Top 3 Non-Technical Skills for Effective Data Analyst
Data analytics is a highly technical field. As someone still new on this career path, I spend a lot of my time focusing on learning and improving my technical skills. However, I recognize that to thrive in a work environment and be an effective data analyst, developing and honing non-technical skills, aka soft skills, are just as important.
So, in this blog, I’ll share what I think are the top 3 non-technical skills needed to be an effective data analyst. Even though I’m penning this, I do not claim to excel in these skills. I’m working on improving these myself. I’m a big believer in continuous improvement, and therefore there is no destination to this process.
1. Communication
A big bulk of our work is digging through raw data and trying to make sense of and derive meaning from it. However, it doesn’t help anyone if we lack the communication skills to deliver it to the intended audience in a way that’s easy to comprehend. Often, our audiences aren’t our immediate analytic colleagues but people in management and leadership positions. Not many of these folks are interested to hear the technical stuff like RMSE or R2 on the forecast (for those wondering, both are measures of goodness of fit of a model). They have different priorities and not a lot of time. Colleagues outside the analytics team speak a different language; they speak business language, so to be a successful analyst, we need to be bilingual and analytics translators.

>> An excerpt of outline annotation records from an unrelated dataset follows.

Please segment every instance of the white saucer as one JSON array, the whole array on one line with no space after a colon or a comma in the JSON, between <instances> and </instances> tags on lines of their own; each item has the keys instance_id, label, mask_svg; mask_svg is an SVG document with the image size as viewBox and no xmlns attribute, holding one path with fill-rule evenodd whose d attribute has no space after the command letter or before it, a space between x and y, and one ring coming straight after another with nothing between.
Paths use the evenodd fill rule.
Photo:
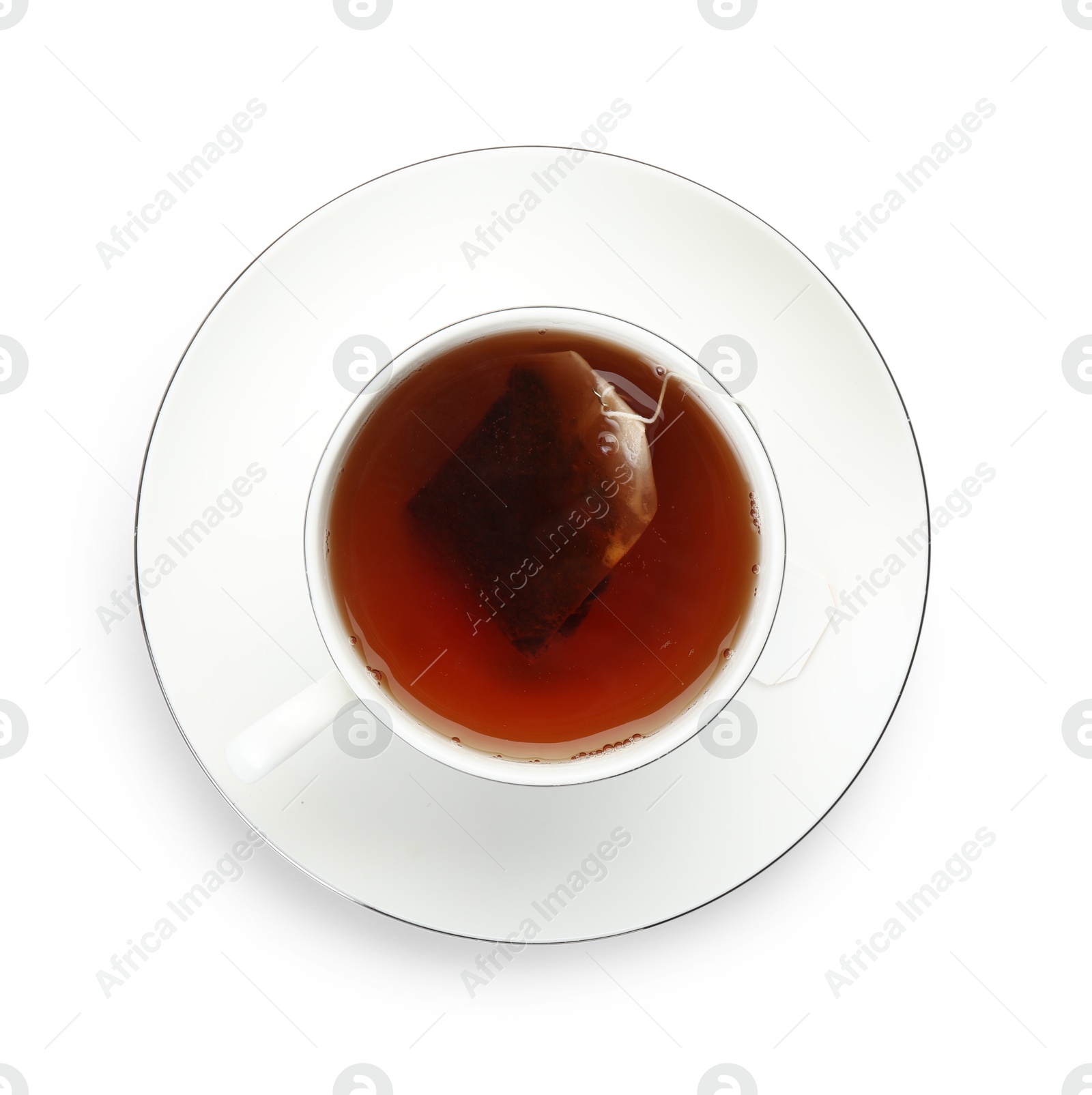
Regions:
<instances>
[{"instance_id":1,"label":"white saucer","mask_svg":"<svg viewBox=\"0 0 1092 1095\"><path fill-rule=\"evenodd\" d=\"M570 168L548 175L560 155ZM498 240L493 210L510 210L510 231L494 224ZM471 254L473 267L464 243L484 252ZM308 599L302 525L319 457L355 391L338 348L352 339L381 358L465 316L536 304L616 315L694 357L704 349L706 360L735 346L736 391L779 479L789 555L846 591L844 618L798 676L786 664L782 683L748 681L727 731L709 727L601 783L494 783L398 738L356 748L344 728L240 783L228 740L332 668ZM559 942L703 904L816 825L875 747L906 681L929 572L928 544L909 534L928 519L892 377L804 255L668 172L605 153L576 163L571 150L507 148L429 160L350 191L240 275L164 397L136 555L148 646L174 717L269 843L393 917Z\"/></svg>"}]
</instances>

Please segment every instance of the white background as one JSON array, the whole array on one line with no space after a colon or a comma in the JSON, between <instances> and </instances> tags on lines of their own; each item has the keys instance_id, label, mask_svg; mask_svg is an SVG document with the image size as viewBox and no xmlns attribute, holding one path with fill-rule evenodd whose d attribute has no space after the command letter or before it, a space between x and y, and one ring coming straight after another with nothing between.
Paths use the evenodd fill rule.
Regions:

As an analyst, it is not uncommon that we are required to report our conclusion in a group setting, so get comfortable and good at public speaking and presentation. Many people have glossophobia, a fear of public speaking, “it is believed to affect up to 75% of the population…” (Psycom, Glossophobia). I’m one of the 75% of the population. For the last few months, I’ve been overcoming my fear. One of my approaches is volunteering to teach Tableau to the APAC analytics community at work. I’ve also watched many videos on public speaking and read a few books on presentations. I find these particularly helpful:
- ► Overcome Your Public Speaking Anxiety With These Tips by Eric Edmeades (31:03)
- ► How to Speak by Patrick Winston (1:02:43)
- ► The Presentation Secrets of Steve Jobs: How to Be Insanely Great in Front of Any Audience by Carmine Gallo
2. Problem-solving
Data analysis is about being presented with a problem and carrying out the necessary investigative tasks to find the answer. So, it’s evident that problem-solving is another essential skill for data analysts. A decent amount of analytics is about critical thinking and knowing the right questions to ask. Sometimes we may not know much about the subject and therefore not know what the right questions are, and that’s ok. I let my curiosity guide me in those circumstances and ask even seemingly dumb questions. Over the years, I’ve gotten better at not disallowing myself to ask questions for fear of coming across as stupid.
I described above more problem-solving skills applied to work when collaborating with teams. There is another aspect of its application. Mining and organizing data don’t happen with a simple click of a button, even though we have cool technologies to help us. Technologies don’t always run smoothly. It’s very common to encounter hiccups in our applied steps in ETL tools, lines of codes etc. we must be able to find and troubleshoot the problem.
3. Commitment to your craft
With the rapid rise of data, there has been an explosion of technology. We need to be in the know and keep up with the emerging trends in this field. We mustn’t fall behind. I think it can be costly in the long run if we don’t invest the time and discipline ourselves to learn continuously. I commit to learning something new every day. I recommend that you schedule 1 hour each day for learning, the ROI on this over time can be very profound. These are the sources I refer to:
- Books
- Online-contents like blogs, YouTubes
- MOOCs- Udemy and Datacamp are two I mainly frequent
- Conference- these are great for networking but can be pretty costly. One way to get around the cost is to ask work if they can cover the cost or volunteer as a helper.
There are many other soft skills that are relevant to succeeding as a Data Analyst. What are your top 3 essential soft skills for Data Analysts? Whatever they are, be sure to invest the time in developing and improving those skills. It’ll enable you to rise to new heights in your career.